Fresh bagels from Montreal to Brooklyn!

- February 25th, 2010

St-Viateur
Joel and Jon. The bagel mobile’s arrival in Brooklyn.

Since Saturday, New Yorkers can get their hands on Montreal’s St-Viateur Street bagels. Thanks to two adventurous Montrealers. A few weeks ago, 27-year-old Montrealer Noah Bermamoff, introduced Brooklyn to Montreal-style smoked meat when he opened Mile End. The little delicatessen is located in Brooklyn’s Boerum and is completely inspired by Montreal culinary symbols, right down to the famous bagels.

Bermamoff’s father had been FedEx-ing him bagels every night, though they often arrived up to 24 hours late because of transportation delays. He was selling them for the high price of $2.50 each or $30 per dozen. But despite the high cost, New Yorkers wanted more.

That’s when his two best friends from Montreal, businessmen Jon Leitner and Joel Tietolman, come into play. “We realized that there was an enormous demand for Montreal bagels,” said Leitner. They approached St-Viateur Bagel and came to an agreement. Last Friday, they filled Tietolman’s Volkswagen with 90 dozen bagels and drove to Brooklyn. At 8 a.m., the bagels had reached Bermamoff’s restaurant. The quickly sold out. From now on, every Friday, the same thing will happen. “We like the road trips a bit too much,” said Leitner.

More after the jump!

noah
Noah Bernamoff before the opening of his new Brooklyn restaurant, Mile End.

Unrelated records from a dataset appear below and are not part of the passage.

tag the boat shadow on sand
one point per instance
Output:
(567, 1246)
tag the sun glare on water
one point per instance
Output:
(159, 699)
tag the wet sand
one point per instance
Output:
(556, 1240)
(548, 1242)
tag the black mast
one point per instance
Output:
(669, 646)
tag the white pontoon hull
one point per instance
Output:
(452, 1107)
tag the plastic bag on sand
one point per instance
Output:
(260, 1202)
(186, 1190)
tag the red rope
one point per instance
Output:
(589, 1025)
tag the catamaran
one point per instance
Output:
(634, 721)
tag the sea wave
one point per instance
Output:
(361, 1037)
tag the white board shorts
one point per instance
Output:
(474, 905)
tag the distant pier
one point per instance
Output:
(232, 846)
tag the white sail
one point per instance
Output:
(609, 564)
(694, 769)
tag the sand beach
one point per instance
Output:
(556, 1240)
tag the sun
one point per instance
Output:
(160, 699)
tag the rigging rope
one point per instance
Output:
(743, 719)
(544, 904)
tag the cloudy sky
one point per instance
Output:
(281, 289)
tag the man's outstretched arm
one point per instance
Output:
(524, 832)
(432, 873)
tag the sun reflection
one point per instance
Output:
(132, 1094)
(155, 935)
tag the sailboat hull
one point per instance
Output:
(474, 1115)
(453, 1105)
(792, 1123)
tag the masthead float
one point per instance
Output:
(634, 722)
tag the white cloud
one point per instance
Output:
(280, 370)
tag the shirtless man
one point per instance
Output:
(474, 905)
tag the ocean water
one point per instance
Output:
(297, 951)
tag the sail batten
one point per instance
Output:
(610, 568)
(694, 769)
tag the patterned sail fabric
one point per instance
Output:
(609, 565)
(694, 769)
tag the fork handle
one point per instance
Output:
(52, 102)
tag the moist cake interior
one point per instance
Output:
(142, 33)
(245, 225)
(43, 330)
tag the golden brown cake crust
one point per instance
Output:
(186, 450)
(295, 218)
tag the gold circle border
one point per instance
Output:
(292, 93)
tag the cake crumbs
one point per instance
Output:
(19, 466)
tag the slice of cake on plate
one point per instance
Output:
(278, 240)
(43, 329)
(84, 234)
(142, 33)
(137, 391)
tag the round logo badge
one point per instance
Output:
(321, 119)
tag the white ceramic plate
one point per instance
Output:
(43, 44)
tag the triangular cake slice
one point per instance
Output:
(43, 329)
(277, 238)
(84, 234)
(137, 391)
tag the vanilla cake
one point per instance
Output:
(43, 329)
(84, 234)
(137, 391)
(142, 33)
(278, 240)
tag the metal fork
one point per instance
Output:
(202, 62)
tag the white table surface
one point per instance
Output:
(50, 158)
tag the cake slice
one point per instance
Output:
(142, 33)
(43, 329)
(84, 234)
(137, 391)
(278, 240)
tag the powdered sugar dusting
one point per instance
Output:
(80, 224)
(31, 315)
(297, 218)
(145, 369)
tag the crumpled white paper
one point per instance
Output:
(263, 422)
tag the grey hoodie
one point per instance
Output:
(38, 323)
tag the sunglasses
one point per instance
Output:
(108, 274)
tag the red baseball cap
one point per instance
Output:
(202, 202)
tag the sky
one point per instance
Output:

The duo has rented a truck for the next run and will hit the road with about 150 dozen bagels, which they will sell for $2 each or $20 for a dozen when they are ordered in advance on their website. As a comparison, the St-Viateur Bagel equivalent in New York, H and H, sells their bagels for $16.80 per dozen.

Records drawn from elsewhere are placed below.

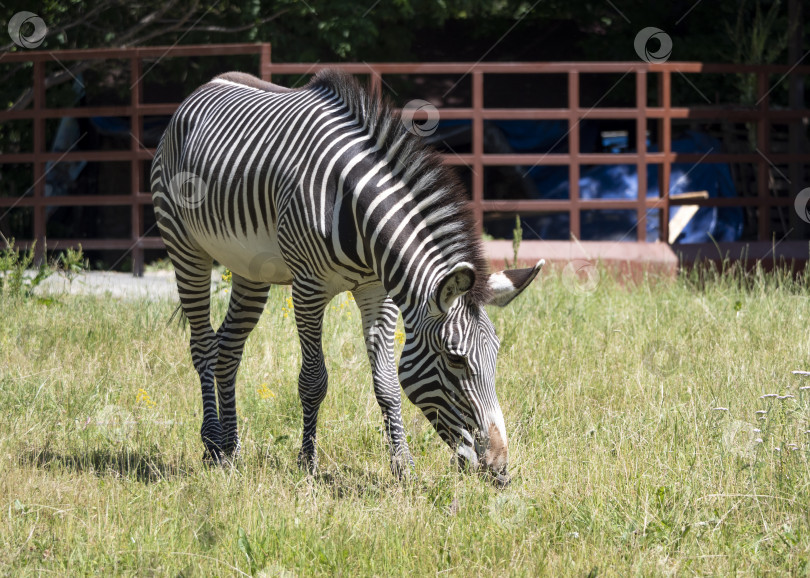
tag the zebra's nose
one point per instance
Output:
(495, 456)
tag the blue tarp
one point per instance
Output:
(620, 182)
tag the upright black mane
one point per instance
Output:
(425, 174)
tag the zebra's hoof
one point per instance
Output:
(403, 468)
(308, 462)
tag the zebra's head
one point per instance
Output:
(447, 368)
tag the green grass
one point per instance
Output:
(620, 463)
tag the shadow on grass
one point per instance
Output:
(124, 463)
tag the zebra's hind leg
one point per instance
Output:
(379, 324)
(244, 310)
(309, 303)
(193, 273)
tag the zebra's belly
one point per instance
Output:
(256, 258)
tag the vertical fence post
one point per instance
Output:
(573, 152)
(763, 146)
(665, 146)
(135, 120)
(264, 62)
(641, 149)
(478, 149)
(39, 165)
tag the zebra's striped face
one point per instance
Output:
(447, 370)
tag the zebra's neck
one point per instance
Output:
(389, 222)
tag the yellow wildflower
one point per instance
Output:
(143, 397)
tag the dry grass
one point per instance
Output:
(621, 465)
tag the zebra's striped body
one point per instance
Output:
(323, 188)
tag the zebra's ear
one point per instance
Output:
(506, 285)
(456, 283)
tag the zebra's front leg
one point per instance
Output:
(309, 303)
(244, 310)
(379, 324)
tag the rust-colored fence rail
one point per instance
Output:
(762, 115)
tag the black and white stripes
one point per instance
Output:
(324, 189)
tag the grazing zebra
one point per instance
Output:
(323, 188)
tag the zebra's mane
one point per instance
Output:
(436, 187)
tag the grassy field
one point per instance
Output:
(640, 443)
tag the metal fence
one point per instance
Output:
(764, 199)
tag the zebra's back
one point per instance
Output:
(249, 174)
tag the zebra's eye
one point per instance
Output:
(456, 361)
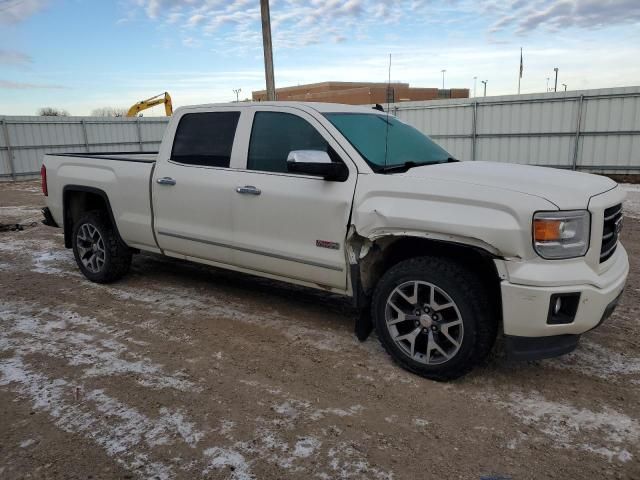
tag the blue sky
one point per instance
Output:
(84, 54)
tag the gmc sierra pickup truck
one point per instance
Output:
(439, 256)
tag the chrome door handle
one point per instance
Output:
(166, 181)
(249, 189)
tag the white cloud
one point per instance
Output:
(526, 17)
(10, 85)
(13, 57)
(15, 11)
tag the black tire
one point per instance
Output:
(473, 306)
(116, 257)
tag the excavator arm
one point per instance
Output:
(152, 102)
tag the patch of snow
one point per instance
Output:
(27, 443)
(121, 430)
(28, 329)
(608, 432)
(306, 447)
(420, 422)
(222, 457)
(347, 462)
(19, 214)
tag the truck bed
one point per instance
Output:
(122, 178)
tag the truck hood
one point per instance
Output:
(564, 188)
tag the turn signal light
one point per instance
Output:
(546, 230)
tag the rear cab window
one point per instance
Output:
(205, 139)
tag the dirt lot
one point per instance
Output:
(182, 371)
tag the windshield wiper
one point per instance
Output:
(402, 167)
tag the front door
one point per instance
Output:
(193, 187)
(286, 224)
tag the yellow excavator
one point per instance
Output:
(152, 102)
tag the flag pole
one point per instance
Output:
(520, 72)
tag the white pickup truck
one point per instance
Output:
(439, 255)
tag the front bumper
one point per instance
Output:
(526, 307)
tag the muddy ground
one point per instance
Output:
(182, 371)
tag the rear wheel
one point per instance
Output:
(98, 251)
(434, 317)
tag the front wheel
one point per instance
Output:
(434, 317)
(99, 252)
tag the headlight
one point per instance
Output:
(561, 234)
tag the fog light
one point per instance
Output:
(557, 306)
(563, 308)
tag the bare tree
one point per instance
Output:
(109, 112)
(52, 112)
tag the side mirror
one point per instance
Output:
(316, 162)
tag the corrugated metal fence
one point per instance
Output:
(591, 130)
(24, 140)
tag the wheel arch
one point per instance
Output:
(79, 199)
(373, 257)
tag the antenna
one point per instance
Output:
(386, 136)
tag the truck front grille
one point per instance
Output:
(610, 231)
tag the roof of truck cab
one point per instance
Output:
(318, 106)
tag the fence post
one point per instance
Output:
(12, 169)
(84, 133)
(574, 163)
(474, 129)
(139, 133)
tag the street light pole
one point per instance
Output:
(268, 50)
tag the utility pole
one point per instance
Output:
(268, 50)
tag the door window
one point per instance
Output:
(275, 134)
(205, 139)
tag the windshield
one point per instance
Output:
(401, 143)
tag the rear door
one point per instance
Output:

The New York Times City Blog is already talking about them. And so does New York magazine. The NYTimes recently had their journalists vote on which city makes the better bagels, with the Big Apple’s offerings unsurprisingly coming out on top. On the Mile End’s website, Montreal bagels are described as “smaller, denser, chewier, and slightly sweeter” than their New York cousins.

Leitner and Tietolman say they plan to sell the bagels in many locations in the city. “It’s a small risk we are taking, it takes a lot of our energy, but it’s a project between friends and we spend every weekend in New York, we can’t complain,” said Leitner.

Since it opened, Mile End has received attention from the likes of the New York Times, Time Out, Black Book and New York Magazine, as well as blogs such as Gothamist. It was also named Paper Magazine’s restaurant of the week.

Mile End is so popular in fact that the restaurant often runs out of smoked meat before day’s end and Twitter is used to tell the public when supplies are running low. Bermamoff will soon have to expand his operation; currently he smokes his own meat, makes the pickles and smoked salmon and even serves poutine.

- Noah Bermamoff’s Mile End restaurant is located at 97A Hoyt Street near Atlantic Avenue in Brooklyn’s Boerum Hill district.